All Amps Sound the Same....


A guy posted this on another forum:

"This is my other expensive hobby and while I agree with you about low end receivers, once you get to mid-priced (~$600-1000 street price) multichannel receivers you're into pretty good gear...Keep in mind that an amplifier sounds like an amplifier and changing brands should add or subtract nothing to/from the sound and that going up the food chain just adds power output or snob appeal to a separate amplifier...These days most audiophiles either use a good quality multichannel receiver alone or use a mid-priced multichannel receiver to drive their amps even for 2-channel."

Wow, where do they come up with this? Lack of experience?
russ69
I understand fully what MrTennis is saying but in audio the only tool we have is our hearing. It's not a perfect situation and two people can disagree about what they are hearing. That's basically why long term evaluation is relevant to our hobby and DBTs are not.
No piece of equipment has been able to deceive my senses in the long term.

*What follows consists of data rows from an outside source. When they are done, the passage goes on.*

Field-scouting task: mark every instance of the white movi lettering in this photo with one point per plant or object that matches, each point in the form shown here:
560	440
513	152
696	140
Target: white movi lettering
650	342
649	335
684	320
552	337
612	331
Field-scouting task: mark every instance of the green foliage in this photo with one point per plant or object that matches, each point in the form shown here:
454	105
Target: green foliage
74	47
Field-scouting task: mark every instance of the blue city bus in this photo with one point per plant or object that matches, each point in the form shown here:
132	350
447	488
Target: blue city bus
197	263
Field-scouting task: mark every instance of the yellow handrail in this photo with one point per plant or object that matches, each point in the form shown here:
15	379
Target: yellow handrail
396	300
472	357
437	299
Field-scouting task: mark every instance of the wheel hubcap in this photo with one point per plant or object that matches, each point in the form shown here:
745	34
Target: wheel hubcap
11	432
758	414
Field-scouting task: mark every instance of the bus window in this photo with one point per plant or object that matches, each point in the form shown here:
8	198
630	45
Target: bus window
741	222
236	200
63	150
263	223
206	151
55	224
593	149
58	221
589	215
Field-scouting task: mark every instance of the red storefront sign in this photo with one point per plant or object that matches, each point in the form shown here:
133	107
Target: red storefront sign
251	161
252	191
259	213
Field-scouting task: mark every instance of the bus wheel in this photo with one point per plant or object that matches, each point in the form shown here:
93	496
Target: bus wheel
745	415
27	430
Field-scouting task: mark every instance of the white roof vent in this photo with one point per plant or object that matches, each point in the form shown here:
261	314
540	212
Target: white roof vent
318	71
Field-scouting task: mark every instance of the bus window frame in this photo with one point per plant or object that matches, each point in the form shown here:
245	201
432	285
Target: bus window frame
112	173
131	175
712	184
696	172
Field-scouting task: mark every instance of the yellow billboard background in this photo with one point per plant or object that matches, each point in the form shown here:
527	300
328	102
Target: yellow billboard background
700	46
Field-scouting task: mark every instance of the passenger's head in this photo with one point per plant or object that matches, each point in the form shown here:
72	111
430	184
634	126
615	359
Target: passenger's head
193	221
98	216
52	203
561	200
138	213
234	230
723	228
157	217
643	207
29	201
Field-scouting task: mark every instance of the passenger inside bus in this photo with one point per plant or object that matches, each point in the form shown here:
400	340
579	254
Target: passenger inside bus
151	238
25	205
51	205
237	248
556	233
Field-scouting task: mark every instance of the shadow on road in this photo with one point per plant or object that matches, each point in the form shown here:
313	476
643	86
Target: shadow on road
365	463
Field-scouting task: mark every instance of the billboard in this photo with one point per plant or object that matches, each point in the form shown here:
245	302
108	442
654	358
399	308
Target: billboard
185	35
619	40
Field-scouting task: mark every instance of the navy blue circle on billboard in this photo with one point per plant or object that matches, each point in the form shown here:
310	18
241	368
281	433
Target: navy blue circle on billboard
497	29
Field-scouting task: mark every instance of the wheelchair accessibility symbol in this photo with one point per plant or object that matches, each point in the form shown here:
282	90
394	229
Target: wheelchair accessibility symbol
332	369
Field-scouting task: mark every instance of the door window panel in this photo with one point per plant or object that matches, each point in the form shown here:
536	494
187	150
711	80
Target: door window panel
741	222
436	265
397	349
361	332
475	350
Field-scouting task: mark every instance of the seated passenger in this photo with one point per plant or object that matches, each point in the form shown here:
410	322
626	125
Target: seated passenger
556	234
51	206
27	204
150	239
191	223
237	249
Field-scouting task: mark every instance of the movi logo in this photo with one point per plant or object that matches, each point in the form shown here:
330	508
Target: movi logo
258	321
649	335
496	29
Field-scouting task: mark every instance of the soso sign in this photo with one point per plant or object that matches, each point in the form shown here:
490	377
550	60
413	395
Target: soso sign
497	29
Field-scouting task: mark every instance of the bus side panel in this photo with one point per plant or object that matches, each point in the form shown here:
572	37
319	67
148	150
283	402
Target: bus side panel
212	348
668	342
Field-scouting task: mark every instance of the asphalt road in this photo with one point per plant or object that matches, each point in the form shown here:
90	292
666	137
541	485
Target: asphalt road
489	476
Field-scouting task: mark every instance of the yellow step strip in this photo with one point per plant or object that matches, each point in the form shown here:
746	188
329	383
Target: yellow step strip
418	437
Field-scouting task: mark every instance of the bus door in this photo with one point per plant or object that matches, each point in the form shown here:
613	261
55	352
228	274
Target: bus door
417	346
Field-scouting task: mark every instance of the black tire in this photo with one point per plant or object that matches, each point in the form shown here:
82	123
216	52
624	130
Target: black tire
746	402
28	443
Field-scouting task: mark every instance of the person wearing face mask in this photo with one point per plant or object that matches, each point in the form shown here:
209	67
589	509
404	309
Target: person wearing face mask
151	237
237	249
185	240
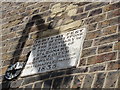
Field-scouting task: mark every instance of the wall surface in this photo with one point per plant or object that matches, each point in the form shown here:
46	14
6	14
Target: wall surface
23	23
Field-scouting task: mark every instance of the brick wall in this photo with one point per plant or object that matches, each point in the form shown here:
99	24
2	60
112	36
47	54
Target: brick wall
100	60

Yes the senses are unreliable for recording instantaneous events, I'll agree with this but the ears are good instruments and in this case the only relevant instrument.
hi russ69:

you are right about ears as an instrument, so long as you acknowledge that what you hear does not constitute knowledge, and what you hear is an opinion.

what you hear or what i hear cannot be proven.

what one hears is neither true nor false. it is also not a fact.
music is about the brain. there is plenty of music which is cerebral in nature, e.g., bach's well tempered clavier.

music need not induce an emotional response to be enjoyable.
****music need not induce an emotional response to be enjoyable.****

It is clear that when it comes to art, some of us live in different universes. Maybe that was a bit severe...different planets.